Het Afrikamuseum slaagt er in die anonimiteit te doorbreken, en de letterlijk duizenden koloniale onderdanen die naar hier gebracht werden voor het vermaak van de Europeaan weer een naam en gezicht te geven. Door de tentoonstelling heen zijn honderden foto’s te zien van Afrikaanse stamleden, Aboriginals, Indianen, of andere niet-Westerse volkeren gebruikt in een ‘freak show’ of andere tentoonstelling, vergeten door de geschiedenis, maar hier weer een identiteit gegeven. Dit aspect van ‘rehumanisering’ is welgekomen, en geeft het onzinnige verhaal van de kolonisatie wat ongekende nuance. Naar het einde van de tentoonstelling toe is het duidelijk wat voor morbide ironie er speelde tussen het Westen dat zich als beschaafd en socialiserend afbeeldde, en de feitelijke, gruwelijke realiteit.
‘Mensentuin – koloniale tentoonstellingen’ humaniseert en revitaliseert een stukje koloniale geschiedenis dat al lang vergeten is, maar heeft ook zijn zwaktes. Ondanks die succesvolle poging tot rehumanisering, hangt er rond de hele tentoonstelling toch nog steeds een gevoel van afstandelijkheid en gedeelde verantwoordelijkheid voor de eigen Belgische koloniale geschiedenis. De Brusselse expo 58 wordt binnen de tentoonstelling beschouwd als het einde van het tijdperk van de ‘mensentuin’. Het beeld dat het Westen naar buiten wou dragen was niet langer meer dat van de beschavende socialisering, maar dat van moderniteit met zijn glanzende architectuur en nieuwe technologie. Het air van dat aangekondigde einde is net iets te zelfvoldaan.
Hier en daar worden ook post-koloniale kunstwerken vertoond, of spotprenten, met kritiek op die reeds vernoemde koloniale propagandamachine.

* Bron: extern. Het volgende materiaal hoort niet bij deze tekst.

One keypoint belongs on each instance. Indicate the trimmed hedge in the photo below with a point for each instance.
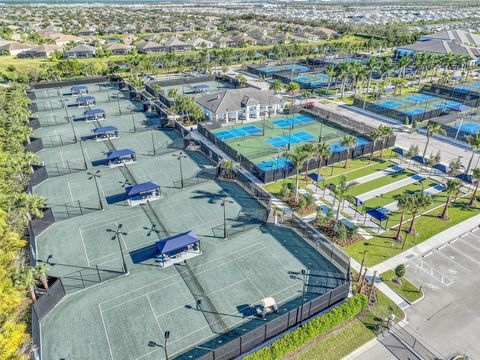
(318, 326)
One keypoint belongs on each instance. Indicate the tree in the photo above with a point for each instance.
(342, 193)
(41, 274)
(298, 159)
(403, 204)
(348, 142)
(330, 71)
(276, 86)
(400, 271)
(386, 132)
(25, 279)
(309, 150)
(432, 129)
(476, 179)
(474, 142)
(420, 200)
(323, 153)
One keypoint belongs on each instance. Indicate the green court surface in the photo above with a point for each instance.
(108, 315)
(255, 148)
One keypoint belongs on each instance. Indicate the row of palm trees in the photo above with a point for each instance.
(352, 74)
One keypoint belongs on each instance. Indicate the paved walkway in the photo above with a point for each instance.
(378, 174)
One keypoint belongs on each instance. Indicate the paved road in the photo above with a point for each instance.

Maar kunstwerken van Tshibumba Kanda Matulu en Romeo Mivekannin, hoewel zeer effectief en bijtend, worden overspoeld door talloze propagandaposters, karikaturen, ansichtkaarten, pagina’s uit pseudowetenschappelijke boeken en andere koloniale ‘kunst’. Die post-koloniale kritiek, wel aanwezig op de informatieve bordjes verspreid over de tentoonstelling, had wat talrijker aanwezig mogen zijn als tegengewicht voor alle propaganda. Zonder een balans komt al die propaganda wat overbodig en fetisjistisch over. De Congolezen of andere ‘tentoongestelde’ volkeren zelf laten spreken staat niet echt heel centraal in de tentoonstelling, maar daarmee raak je ook het bredere probleem bij het Afrikamuseum. Er wordt veel gesproken over en tegen de kolonie(s), weinig met.